Azure AD password sync silently dead for four days: new password on-prem, old password in M365
The user report sounded like superstition: “I changed my password. My PC accepts it, but Outlook and Teams want the old one.”
That symptom points somewhere very specific: password synchronization between on-prem AD and Azure AD is broken — directory objects still syncing (so accounts look normal), but password hashes stopped flowing up, leaving Azure AD holding the old hash.
Confirming it
Microsoft 365 admin center → Health → Directory sync status, and there it was:
| Item | Status |
|---|---|
| Directory sync | On |
| Last directory sync | 13 minutes ago (healthy) |
| Password sync | On |
| Last password sync | 4 days ago (in red, with a Troubleshoot link) |

The Directory sync status page at the time (actual screenshot) — that red “4 days ago” is the whole answer
Directory sync ran 13 minutes ago; password sync froze four days ago. They are independent channels — one being alive says nothing about the other.
Root cause
On the Azure AD Connect server, working through Synchronization Service Manager, the cause turned out to be almost comical: the sync account’s password had expired.
The domain’s password expiry policy applied itself to that account like any other. The moment it expired, password hash sync began failing silently — no dialog, no email, nothing — except that red line in the admin center.
The fix
- Set the sync account’s password policy to never expire (as service accounts always should be);
- Trigger a full sync on the AAD Connect server:
Start-ADSyncSyncCycle -PolicyType Initial
- Watch Last password sync flip to “minutes ago” on the status page, then have the reporting user confirm the new password works in M365.

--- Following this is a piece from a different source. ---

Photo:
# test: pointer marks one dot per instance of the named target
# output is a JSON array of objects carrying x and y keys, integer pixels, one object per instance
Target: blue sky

Microsoft has a dedicated troubleshooting doc (the admin center’s Troubleshoot link goes there); the event-log route — 611/650/651 series events — localizes password sync failures fast. Worth bookmarking.
Lessons
- Service accounts: never-expire + strong random passwords. Letting human password policy govern service accounts is a time bomb;
- Directory sync healthy ≠ password sync healthy — monitor the two timestamps separately;
- Another entry in the “no alert means no monitoring” file — the admin center’s Directory sync status page earned a spot on the weekly checklist (same treatment as the RSP backup check);
- When a user says “only my old password works,” don’t assume they’re confused — that sentence is a precise technical signal.